Critical Essay

The plain, difficult sense of scripture

Calvin argued for the self-evident clarity of the Bible—the same Bible he wrote thousands of pages about.

In his preface to the Geneva French Bible, John Calvin exhorts: “You who call yourselves bishops and pastors of the poor people, see to it that the sheep of Jesus Christ are not deprived of their proper pasture; and that it is not prohibited and forbidden to any Christian freely and in his own language to read, handle, and hear this holy gospel.”

This statement is about the church and its book, a community made by and for knowing God’s purposes and thereby reflecting God’s glory by reading, handling, and hearing this good news. For Calvin, the life, identity, and well-being of the church can only be sustained and enacted by the Word of God that constitutes, redeems, and re-creates our life. By this pasture alone does knowledge of God come uniquely and specially to God’s people. What the church is hungering for, what alone can nourish and sustain us in our life of faith, comes from our having direct and unmediated access to the Word written.
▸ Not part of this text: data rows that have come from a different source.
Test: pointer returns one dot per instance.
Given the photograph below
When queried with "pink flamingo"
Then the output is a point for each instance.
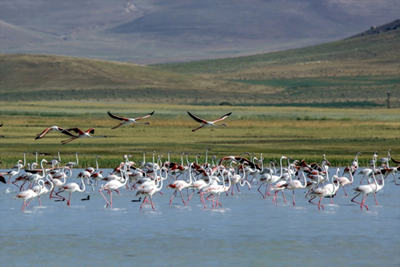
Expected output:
(204, 123)
(71, 187)
(344, 180)
(114, 185)
(12, 172)
(81, 134)
(129, 121)
(296, 184)
(179, 185)
(149, 189)
(54, 129)
(26, 195)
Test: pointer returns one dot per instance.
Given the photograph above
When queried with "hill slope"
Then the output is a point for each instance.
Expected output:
(160, 31)
(39, 77)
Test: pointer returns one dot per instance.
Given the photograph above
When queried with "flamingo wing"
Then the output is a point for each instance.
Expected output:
(395, 161)
(144, 117)
(65, 131)
(91, 130)
(224, 117)
(196, 118)
(42, 134)
(117, 117)
(76, 130)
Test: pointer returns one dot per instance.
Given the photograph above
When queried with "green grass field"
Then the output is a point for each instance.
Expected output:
(298, 132)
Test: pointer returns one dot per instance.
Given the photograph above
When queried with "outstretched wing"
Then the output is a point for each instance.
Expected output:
(116, 117)
(91, 130)
(65, 131)
(144, 117)
(224, 117)
(43, 133)
(76, 129)
(196, 118)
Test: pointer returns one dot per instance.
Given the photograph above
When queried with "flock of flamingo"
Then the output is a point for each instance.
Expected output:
(208, 179)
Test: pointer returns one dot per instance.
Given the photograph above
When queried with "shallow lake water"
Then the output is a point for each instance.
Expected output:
(247, 231)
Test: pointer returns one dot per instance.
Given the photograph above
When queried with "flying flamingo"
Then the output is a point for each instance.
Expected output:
(129, 121)
(204, 123)
(53, 129)
(81, 134)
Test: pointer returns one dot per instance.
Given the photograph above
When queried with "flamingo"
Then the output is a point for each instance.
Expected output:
(365, 190)
(296, 184)
(179, 185)
(81, 134)
(204, 123)
(217, 190)
(325, 191)
(41, 189)
(114, 185)
(12, 172)
(344, 180)
(365, 172)
(129, 121)
(2, 179)
(72, 164)
(149, 190)
(271, 179)
(54, 129)
(56, 181)
(71, 187)
(26, 195)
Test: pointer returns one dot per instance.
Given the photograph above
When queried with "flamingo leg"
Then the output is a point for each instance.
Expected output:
(294, 202)
(152, 204)
(23, 206)
(68, 140)
(141, 206)
(283, 194)
(344, 191)
(376, 201)
(119, 125)
(170, 201)
(363, 201)
(110, 198)
(69, 199)
(182, 198)
(319, 204)
(104, 196)
(260, 191)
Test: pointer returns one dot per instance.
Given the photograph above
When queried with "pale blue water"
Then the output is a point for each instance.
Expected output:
(247, 231)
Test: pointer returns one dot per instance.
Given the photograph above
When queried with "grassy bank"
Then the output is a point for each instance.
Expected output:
(298, 132)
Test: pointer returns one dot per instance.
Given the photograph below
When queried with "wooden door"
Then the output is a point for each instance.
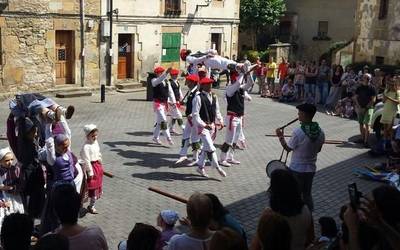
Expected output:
(64, 57)
(125, 56)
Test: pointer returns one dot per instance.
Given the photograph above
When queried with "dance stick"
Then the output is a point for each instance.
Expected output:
(172, 196)
(290, 123)
(108, 174)
(326, 141)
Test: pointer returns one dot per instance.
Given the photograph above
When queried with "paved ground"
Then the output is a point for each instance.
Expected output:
(126, 122)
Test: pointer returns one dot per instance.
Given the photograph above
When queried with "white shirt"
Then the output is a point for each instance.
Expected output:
(185, 242)
(162, 80)
(90, 152)
(196, 103)
(305, 151)
(213, 62)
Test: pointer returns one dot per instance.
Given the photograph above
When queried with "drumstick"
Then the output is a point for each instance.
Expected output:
(295, 120)
(172, 196)
(108, 174)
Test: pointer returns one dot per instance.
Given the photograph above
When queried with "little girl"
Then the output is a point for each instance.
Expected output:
(391, 98)
(10, 198)
(91, 156)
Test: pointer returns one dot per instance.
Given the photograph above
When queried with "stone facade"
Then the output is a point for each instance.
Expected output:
(28, 43)
(377, 38)
(196, 24)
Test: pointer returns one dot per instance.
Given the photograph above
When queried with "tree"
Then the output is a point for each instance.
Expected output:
(255, 15)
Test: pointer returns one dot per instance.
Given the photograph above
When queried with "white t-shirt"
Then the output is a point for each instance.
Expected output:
(185, 242)
(305, 151)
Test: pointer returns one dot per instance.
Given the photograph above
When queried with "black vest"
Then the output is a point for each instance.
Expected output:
(160, 92)
(175, 87)
(236, 102)
(189, 103)
(208, 110)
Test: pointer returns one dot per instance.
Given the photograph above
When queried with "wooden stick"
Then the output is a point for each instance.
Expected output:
(108, 174)
(172, 196)
(326, 141)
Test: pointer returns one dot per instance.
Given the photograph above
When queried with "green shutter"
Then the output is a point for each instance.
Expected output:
(171, 43)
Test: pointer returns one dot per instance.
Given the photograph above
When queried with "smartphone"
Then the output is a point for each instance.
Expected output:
(354, 195)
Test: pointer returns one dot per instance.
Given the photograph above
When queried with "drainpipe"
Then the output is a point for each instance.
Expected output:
(82, 16)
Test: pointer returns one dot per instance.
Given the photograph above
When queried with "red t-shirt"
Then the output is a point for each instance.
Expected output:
(282, 70)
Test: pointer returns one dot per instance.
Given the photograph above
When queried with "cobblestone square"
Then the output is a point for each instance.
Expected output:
(126, 122)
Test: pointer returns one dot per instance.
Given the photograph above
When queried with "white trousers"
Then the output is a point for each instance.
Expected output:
(160, 110)
(190, 135)
(233, 129)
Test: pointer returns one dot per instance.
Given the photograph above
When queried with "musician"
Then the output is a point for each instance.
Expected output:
(189, 133)
(235, 96)
(162, 91)
(205, 112)
(306, 142)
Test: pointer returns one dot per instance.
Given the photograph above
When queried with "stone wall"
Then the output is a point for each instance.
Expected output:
(28, 43)
(375, 37)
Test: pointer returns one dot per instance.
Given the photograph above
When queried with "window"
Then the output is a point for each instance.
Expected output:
(383, 9)
(171, 44)
(172, 7)
(323, 29)
(379, 60)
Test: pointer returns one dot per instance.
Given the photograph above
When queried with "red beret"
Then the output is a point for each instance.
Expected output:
(193, 78)
(206, 81)
(159, 70)
(183, 54)
(174, 72)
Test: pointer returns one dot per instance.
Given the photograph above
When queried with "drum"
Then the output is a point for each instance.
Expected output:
(274, 165)
(277, 164)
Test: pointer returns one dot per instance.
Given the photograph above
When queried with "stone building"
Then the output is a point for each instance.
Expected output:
(378, 32)
(313, 26)
(151, 32)
(41, 44)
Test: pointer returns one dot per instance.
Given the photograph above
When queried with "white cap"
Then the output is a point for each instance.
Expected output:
(4, 151)
(89, 128)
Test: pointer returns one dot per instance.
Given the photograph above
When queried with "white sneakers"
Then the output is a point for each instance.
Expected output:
(225, 163)
(202, 172)
(181, 159)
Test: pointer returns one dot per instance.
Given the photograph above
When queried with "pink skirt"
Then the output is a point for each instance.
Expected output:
(95, 184)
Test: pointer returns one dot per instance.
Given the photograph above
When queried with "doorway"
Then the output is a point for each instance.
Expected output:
(125, 56)
(216, 42)
(64, 56)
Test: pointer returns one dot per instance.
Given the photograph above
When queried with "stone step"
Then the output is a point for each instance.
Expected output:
(70, 94)
(139, 89)
(130, 85)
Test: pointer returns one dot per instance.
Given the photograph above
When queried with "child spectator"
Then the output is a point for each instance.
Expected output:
(288, 92)
(11, 201)
(227, 239)
(166, 221)
(199, 209)
(142, 237)
(91, 156)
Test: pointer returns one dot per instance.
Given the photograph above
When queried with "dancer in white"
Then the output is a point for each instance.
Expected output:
(162, 91)
(175, 107)
(190, 134)
(235, 96)
(205, 112)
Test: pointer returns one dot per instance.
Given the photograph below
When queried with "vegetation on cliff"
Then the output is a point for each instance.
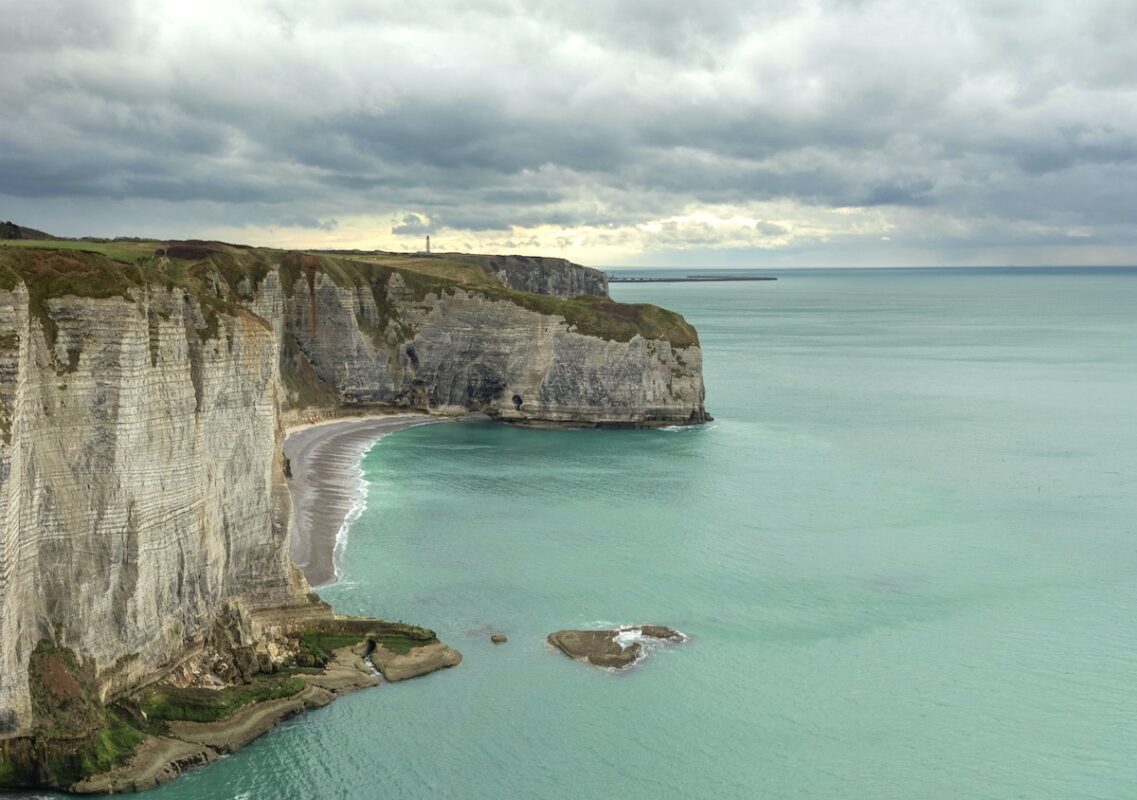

Calvin, like many of the Reformers, spoke confidently about “the perspicuity of Scripture.” He was convinced that just as the gospel of Jesus Christ is available for every kind of person, so the Bible, which proclaims this good news, must be as well. This double conviction is evident from his very first Reformed writing, the preface to Olivétan’s New Testament. He explains that the fulfillment of the Old Testament law and the reconciliation of God in Christ “is what is stated plainly in the [New Testament] and set forth there openly.” The purpose of the translation is “to enable all Christians, men and women, who know the French language, to understand and acknowledge the law they ought to obey and the faith they ought to follow.” Scripture makes plain both our human need and God’s way for salvation; this is the core of the claim of perspicuity.